Da lì l’attivista si distaccò completamente dalle radici della sua famiglia. Peppino si impegnò prima nel movimento studentesco, poi nei gruppi marxisti, fino a quando creò Radio Aut, l’emittente con cui ufficializzò la sua battaglia contro il potere mafioso che controllava il suo paese.
Peppino Impastato è il fondatore di Radio Aut, una radio libera e autogestita che divenne una sorta di megafono per denunciare le attività della mafia a Cinisi e i legami con la politica e affari.

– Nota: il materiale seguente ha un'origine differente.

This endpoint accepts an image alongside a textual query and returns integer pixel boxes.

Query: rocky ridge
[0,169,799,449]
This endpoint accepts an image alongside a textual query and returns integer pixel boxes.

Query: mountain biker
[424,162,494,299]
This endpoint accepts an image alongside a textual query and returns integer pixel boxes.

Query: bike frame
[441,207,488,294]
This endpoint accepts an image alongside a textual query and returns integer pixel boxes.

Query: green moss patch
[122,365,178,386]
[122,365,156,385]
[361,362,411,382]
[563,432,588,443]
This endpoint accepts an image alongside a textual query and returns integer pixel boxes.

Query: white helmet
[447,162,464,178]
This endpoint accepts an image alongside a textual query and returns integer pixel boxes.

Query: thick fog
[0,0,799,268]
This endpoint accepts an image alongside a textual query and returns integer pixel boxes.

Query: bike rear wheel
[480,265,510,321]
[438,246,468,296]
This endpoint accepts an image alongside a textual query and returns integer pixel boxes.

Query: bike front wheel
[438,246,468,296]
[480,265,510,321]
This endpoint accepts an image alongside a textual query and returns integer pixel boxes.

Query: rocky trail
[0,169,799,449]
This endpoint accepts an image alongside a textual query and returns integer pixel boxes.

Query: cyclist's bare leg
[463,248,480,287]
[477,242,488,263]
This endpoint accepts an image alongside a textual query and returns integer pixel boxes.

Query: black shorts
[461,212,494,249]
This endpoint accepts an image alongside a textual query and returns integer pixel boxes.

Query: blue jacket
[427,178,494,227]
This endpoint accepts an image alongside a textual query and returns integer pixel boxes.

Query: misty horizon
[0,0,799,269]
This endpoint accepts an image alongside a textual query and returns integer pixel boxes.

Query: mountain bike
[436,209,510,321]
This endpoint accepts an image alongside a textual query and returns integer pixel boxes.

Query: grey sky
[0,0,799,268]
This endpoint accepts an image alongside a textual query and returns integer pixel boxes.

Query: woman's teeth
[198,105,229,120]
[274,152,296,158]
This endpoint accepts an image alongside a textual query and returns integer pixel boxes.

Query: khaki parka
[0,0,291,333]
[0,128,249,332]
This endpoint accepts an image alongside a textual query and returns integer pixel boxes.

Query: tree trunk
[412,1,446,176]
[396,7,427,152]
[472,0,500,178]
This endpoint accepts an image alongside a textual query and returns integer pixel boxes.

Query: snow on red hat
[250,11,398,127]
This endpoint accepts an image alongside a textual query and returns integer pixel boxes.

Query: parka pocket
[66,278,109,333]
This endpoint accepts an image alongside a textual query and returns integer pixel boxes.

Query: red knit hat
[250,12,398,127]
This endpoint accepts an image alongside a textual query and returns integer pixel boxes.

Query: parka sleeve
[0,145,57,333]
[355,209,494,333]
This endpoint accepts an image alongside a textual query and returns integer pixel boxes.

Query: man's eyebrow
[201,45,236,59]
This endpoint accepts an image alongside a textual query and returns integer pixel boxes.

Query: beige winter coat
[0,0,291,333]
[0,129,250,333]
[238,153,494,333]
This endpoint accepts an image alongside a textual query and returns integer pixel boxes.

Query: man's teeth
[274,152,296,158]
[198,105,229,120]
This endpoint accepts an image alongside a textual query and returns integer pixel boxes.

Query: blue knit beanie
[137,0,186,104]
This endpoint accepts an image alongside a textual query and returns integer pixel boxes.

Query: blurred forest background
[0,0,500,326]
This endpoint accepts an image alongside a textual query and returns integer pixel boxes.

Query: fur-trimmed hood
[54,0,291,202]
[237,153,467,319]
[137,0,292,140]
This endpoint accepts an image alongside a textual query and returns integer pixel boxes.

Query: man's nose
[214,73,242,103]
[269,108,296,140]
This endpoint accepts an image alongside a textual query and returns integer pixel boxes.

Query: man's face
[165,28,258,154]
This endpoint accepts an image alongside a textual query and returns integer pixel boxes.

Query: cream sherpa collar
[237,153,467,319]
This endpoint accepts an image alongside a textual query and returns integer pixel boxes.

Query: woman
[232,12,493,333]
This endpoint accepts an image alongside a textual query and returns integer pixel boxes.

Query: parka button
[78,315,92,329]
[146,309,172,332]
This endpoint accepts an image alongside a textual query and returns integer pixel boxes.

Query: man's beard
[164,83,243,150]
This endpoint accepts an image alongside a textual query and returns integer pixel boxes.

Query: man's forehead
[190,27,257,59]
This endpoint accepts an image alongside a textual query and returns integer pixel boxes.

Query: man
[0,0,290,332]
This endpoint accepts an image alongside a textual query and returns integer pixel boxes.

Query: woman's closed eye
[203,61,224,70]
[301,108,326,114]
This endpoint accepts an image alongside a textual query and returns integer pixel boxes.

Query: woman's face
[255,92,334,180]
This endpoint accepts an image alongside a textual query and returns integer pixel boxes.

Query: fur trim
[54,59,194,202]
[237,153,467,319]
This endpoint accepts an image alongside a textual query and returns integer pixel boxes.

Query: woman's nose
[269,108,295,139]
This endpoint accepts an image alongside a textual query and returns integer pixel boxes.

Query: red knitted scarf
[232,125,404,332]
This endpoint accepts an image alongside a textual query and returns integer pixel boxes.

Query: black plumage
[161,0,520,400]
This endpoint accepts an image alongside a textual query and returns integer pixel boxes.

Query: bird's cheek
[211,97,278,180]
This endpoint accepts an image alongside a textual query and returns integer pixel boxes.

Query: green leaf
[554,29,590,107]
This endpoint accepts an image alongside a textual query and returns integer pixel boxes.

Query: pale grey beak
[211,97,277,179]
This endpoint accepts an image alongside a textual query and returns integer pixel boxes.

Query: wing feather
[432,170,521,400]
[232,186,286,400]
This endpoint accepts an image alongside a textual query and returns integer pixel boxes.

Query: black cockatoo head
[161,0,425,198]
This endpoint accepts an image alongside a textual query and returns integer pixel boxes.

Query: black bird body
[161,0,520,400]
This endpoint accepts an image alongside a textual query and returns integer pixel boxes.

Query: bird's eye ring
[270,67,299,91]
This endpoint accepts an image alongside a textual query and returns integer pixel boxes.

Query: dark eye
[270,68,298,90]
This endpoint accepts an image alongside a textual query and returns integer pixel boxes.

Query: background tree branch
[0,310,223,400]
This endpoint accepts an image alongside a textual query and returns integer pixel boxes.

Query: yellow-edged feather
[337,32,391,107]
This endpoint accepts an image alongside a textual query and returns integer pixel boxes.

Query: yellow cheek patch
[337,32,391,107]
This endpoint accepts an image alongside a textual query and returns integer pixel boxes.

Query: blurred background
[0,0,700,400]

Il giovane attivista ha iniziato pian piano a denunciare non solo il boss di Cosa Nostra e i suoi scagnozzi, ma anche la corruzione che serpeggiava tra le istituzioni, tra traffici di droga e speculazioni edilizie per l’aeroporto di Punta Raisi. Un’impresa eroica, coraggiosa, che alla fine gli è costata la vita.
Nel suo celebre programma di satira, Onda Pazza, Peppino derideva i mafiosi e si prendeva gioco proprio del boss Tano Badalamenti, senza paura. La reazione della comunità nei confronti del suo operato all’inizio fu impietosa. In tanti, spaventati per le ripercussioni, e altri invece corrotti, non lo salutavano più per le strade, avevano tagliato i rapporti, fino a quando non è rimasto isolato, dimenticato e abbandonato dalle istituzioni che invece avrebbero dovuto proteggerlo.
Peppino aveva deciso trasportare la sua lotta anche sul fronte politico: alle elezioni comunali di Cinisi del 1978 si era candidato con il partito di Democrazia Proletaria. Purtroppo non ha mai visto il risultato, dato che è stato assassinato cinque giorni prima del voto. I suoi concittadini, per omaggiare la memoria e il coraggio di Impastato, lo hanno eletto postumo.